When the recipient's email provider gets the email, it checks the key (digital signature) to make sure it’s valid. It does this by comparing the key to a “lock” of your community domain. This “lock” is publicly available. If the key matches the lock, the recipient's server knows the email is really from your community.
Check if your community domain has an DKIM record here.

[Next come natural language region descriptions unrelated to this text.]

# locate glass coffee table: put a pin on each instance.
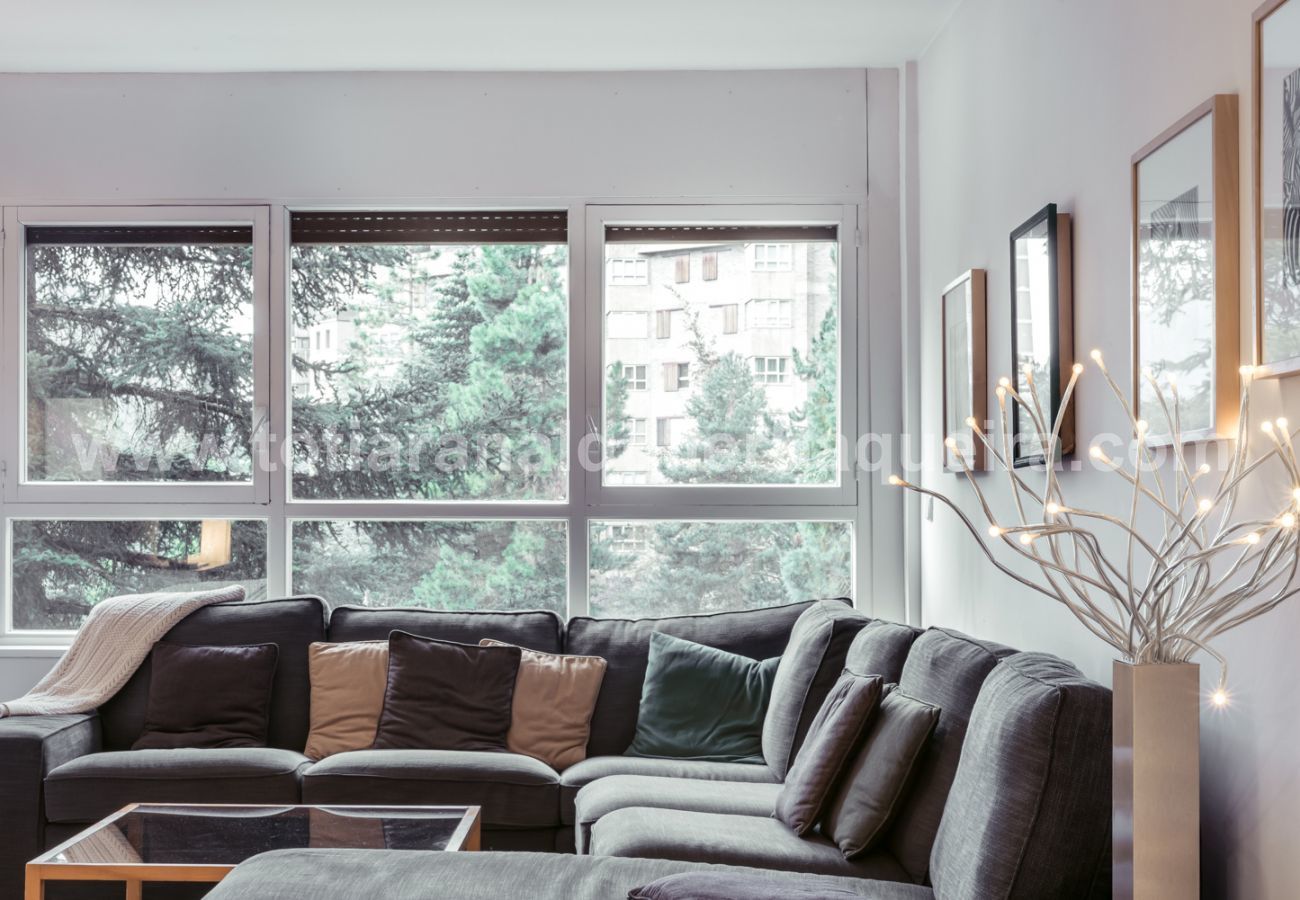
(202, 843)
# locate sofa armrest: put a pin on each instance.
(30, 748)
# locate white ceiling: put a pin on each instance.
(303, 35)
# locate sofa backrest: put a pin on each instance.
(947, 669)
(291, 623)
(537, 630)
(1028, 814)
(625, 645)
(809, 669)
(882, 649)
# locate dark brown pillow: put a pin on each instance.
(208, 696)
(832, 738)
(446, 696)
(871, 788)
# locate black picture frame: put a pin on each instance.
(1060, 329)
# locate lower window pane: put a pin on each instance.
(63, 567)
(646, 569)
(437, 565)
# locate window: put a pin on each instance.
(710, 265)
(770, 314)
(637, 432)
(676, 376)
(635, 376)
(770, 370)
(677, 567)
(635, 271)
(681, 271)
(772, 256)
(663, 324)
(628, 325)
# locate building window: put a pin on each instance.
(770, 370)
(628, 271)
(772, 256)
(627, 325)
(635, 376)
(637, 432)
(663, 324)
(710, 265)
(770, 314)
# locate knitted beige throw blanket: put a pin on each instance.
(117, 636)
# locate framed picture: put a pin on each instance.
(1186, 273)
(1041, 330)
(1277, 186)
(965, 368)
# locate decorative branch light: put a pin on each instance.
(1171, 593)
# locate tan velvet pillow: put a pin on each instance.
(347, 695)
(554, 700)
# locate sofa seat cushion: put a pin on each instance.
(732, 840)
(406, 875)
(90, 787)
(515, 791)
(601, 766)
(606, 795)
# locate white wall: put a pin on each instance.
(355, 138)
(1028, 102)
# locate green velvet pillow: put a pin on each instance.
(700, 702)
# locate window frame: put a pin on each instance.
(841, 494)
(13, 451)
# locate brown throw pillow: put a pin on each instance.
(554, 700)
(445, 696)
(347, 695)
(832, 738)
(208, 696)
(869, 794)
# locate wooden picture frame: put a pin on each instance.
(1041, 328)
(1186, 268)
(965, 358)
(1275, 181)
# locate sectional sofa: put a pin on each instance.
(1023, 809)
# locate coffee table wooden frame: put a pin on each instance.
(467, 836)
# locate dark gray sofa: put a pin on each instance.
(60, 774)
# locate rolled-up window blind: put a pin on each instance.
(718, 233)
(425, 228)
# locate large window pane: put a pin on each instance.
(430, 371)
(139, 354)
(740, 340)
(63, 567)
(437, 565)
(646, 569)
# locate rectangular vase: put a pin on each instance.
(1156, 791)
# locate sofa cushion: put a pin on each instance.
(944, 669)
(291, 624)
(882, 649)
(446, 696)
(230, 709)
(514, 791)
(832, 739)
(733, 840)
(606, 795)
(700, 702)
(1028, 814)
(625, 644)
(90, 787)
(809, 669)
(601, 766)
(538, 630)
(401, 875)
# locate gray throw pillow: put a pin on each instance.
(871, 790)
(832, 738)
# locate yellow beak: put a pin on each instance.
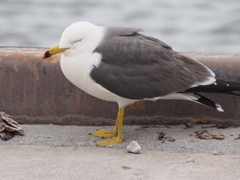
(52, 51)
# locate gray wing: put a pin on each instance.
(136, 66)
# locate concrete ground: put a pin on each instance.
(69, 153)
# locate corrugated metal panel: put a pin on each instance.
(34, 90)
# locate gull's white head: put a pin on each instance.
(78, 38)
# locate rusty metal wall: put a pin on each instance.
(34, 91)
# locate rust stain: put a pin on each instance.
(32, 68)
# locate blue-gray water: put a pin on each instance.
(199, 25)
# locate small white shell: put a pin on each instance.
(134, 147)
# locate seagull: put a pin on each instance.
(123, 65)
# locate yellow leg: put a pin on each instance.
(117, 130)
(106, 133)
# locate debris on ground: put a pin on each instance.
(237, 137)
(161, 137)
(204, 134)
(209, 126)
(134, 147)
(195, 120)
(8, 127)
(221, 126)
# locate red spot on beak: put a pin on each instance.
(46, 55)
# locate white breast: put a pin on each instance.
(77, 70)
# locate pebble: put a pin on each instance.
(134, 147)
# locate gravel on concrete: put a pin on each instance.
(69, 152)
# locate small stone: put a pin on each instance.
(134, 147)
(215, 153)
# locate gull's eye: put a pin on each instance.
(76, 41)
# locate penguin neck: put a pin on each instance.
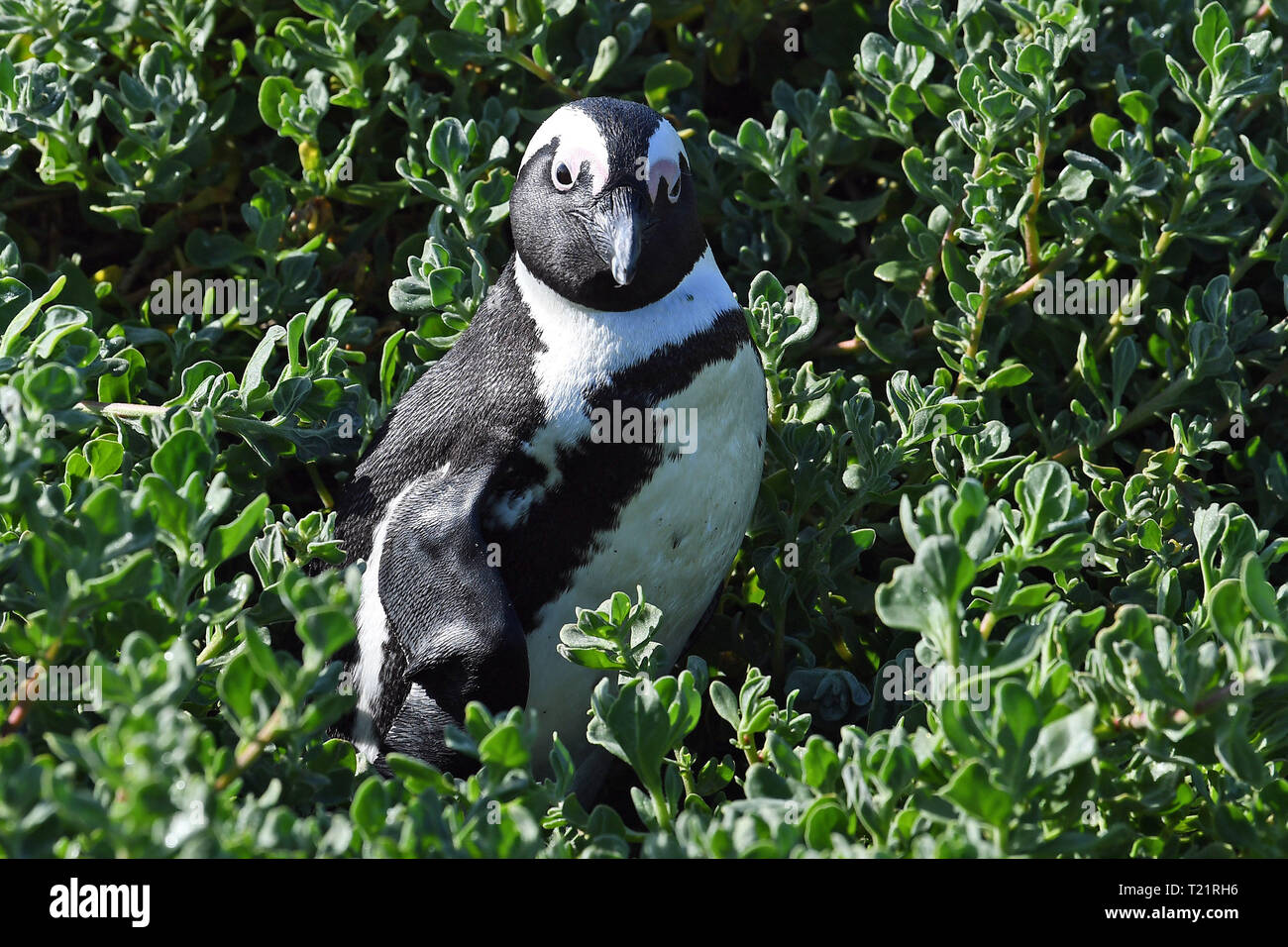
(618, 339)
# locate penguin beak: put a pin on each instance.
(618, 232)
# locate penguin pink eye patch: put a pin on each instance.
(566, 166)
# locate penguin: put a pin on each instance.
(599, 425)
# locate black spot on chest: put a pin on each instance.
(542, 551)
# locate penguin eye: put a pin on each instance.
(562, 175)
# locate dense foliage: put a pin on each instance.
(1068, 501)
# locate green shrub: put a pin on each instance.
(1070, 491)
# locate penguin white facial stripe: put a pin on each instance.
(665, 150)
(373, 637)
(580, 141)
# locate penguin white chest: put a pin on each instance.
(677, 539)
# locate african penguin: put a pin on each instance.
(599, 425)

DKIM is a plain TXT entry on your domain. It is added to the DNS settings of your domain. Only you can add it. Nobody else can do it for you, unless you host your community in the cloud. Then you have to ask your cloud provider.
5. DMARC - rules if checks fail
DMARC stands for Domain-based Message Authentication, Reporting, and Conformance. DMARC allows you to set rules for how emails from your community should be handled if they fail SPF or DKIM checks.
There are three rules that you can apply to the emails that do not pass the checks:
- none: No specific action is taken. Recipient's email server can choose what to do.
- quarantine: Those emails should be placed in the recipient's spam folder.
- reject: Those emails should be rejected and not delivered to the recipient's inbox.
Reject is the best option, if you have set SPF, DKIM and sender envelope proper and without issues.
Check if your community domain has an DMARC record here.
DMARC is a TXT entry on your domain. It is added to the DNS settings of your domain. Only you can add it. Nobody else can do it for you, unless you host your community in the cloud. Then you have to ask your cloud provider.
6. Bounced emails
Even if your email is configured with a score 10/10 according to mail-tester.com, it does not mean it is 100% healthy. The real score will also depend on how many emails you send that bounce.
Bounced emails are those that could not be delivered to your recipients. It can be that the recipient's email is abandoned, the inbox is full, or the recipient's server rejects emails from your community for some reason.
For example, Amazon SES allows 10% of sent emails to bounce. It means, your community can send to 100 email addresses where 10 are invalid before your account is in trouble.
The handling of bounced emails involves stopping sending emails to invalid addresses. This is a rare feature community offer out of the box. Normally, your community will continue to send out notifications about new topics, reactions, PMs and so on. The more emails to invalid addresses you send, the worse the reputation of your community email address.
The simplest solution is to monitor MAILER FAILURE responses and subsequently unsubscribe users who have invalid addresses.
7. Spam complaints
These are reports from the users that mark emails from your community as spam in their inbox. This harms your reputation much more than bounced emails. For example, Amazon SES allows 0.5% of sent emails to be marked as spam.
Other email providers (free and paid) rely on this statistic. If many users mark your community email as spam, one day the email provider starts to mark them as spam per default in other inboxes.
The solution is to include a good, visible Unsubscribe link in each email sent from your community. Manually unsubscribe users who mark the emails from your community as spam.
To know who has marked your emails as spam, use a DMARC record on your domain. Here you can add an email address for the abuse reports from the email providers.
Healthy emails are not only important for the registration, but also for sending out newsletter. Email marketing is an underrated opportunity often missed by community owners.
Have you performed any checks on your e-mail? How good is your reputation? How do you handle bounce and spam complaints?